729 resultados para Atrophy
Resumo:
Patients in intensive care units frequently suffer muscle weakness and atrophy due to critical illness polyneuropathy (CIP), an axonal neuropathy associated with systemic inflammatory response syndrome and multiple organ failure. CIP is a frequent and serious complication of intensive care that delays weaning from mechanical ventilation and increases mortality. The pathogenesis of CIP is not well understood and no specific therapy is available. The aim of this project was to use nerve excitability testing to investigate the changes in axonal membrane properties occurring in CIP. Ten patients (aged 37-76 years; 7 males, 3 females) were studied with electrophysiologically proven CIP. The median nerve was stimulated at the wrist and compound action potentials were recorded from abductor pollicis brevis muscle. Strength-duration time constant, threshold electrotonus, current-threshold relationship and recovery cycle (refractoriness, superexcitability and late subexcitability) were recorded using a recently described protocol. In eight patients a follow-up investigation was performed. All patients underwent clinical examination and laboratory investigations.
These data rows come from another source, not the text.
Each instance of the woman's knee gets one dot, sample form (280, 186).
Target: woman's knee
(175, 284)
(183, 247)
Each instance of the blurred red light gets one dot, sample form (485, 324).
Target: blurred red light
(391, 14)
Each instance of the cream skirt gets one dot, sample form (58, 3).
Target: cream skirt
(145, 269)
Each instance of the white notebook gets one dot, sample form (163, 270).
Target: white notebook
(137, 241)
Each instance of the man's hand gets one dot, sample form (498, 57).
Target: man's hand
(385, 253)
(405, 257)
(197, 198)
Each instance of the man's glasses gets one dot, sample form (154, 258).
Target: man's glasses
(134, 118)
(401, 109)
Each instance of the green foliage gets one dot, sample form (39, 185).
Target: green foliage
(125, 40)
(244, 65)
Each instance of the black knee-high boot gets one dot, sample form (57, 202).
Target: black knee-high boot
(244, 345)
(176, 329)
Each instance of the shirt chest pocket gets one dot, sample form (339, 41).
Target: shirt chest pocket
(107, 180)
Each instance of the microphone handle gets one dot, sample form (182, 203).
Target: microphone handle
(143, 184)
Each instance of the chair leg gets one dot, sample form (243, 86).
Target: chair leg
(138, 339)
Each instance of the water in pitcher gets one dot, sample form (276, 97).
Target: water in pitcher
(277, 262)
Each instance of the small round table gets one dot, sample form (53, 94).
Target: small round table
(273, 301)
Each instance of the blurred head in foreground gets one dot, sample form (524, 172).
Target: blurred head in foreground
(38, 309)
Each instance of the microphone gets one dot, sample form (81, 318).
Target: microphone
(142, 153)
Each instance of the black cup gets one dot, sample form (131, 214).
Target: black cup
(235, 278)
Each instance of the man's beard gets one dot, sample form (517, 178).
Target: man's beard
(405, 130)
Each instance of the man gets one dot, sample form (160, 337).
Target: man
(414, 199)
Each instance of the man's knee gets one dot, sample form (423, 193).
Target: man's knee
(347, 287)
Compared with age-matched normal controls (20 subjects; aged 38-79 years; 7 males, 13 females), CIP patients exhibited reduced superexcitability at 7 ms, from -22.3 +/- 1.6% to -7.6 +/- 3.1% (mean +/- SE, P approximately 0.0001) and increased accommodation to depolarizing (P < 0.01) and hyperpolarizing currents (P < 0.01), indicating membrane depolarization. Superexcitability was reduced both in patients with renal failure and without renal failure. In the former, superexcitability correlated with serum potassium (R = 0.88), and late subexcitability was also reduced (as also occurs owing to hyperkalaemia in patients with chronic renal failure). In patients without renal failure, late subexcitability was normal, and the signs of membrane depolarization correlated with raised serum bicarbonate and base excess, indicating compensated respiratory acidosis. It is inferred that motor axons in these CIP patients are depolarized, in part because of raised extracellular potassium, and in part because of hypoperfusion. The chronic membrane depolarization may contribute to the development of neuropathy.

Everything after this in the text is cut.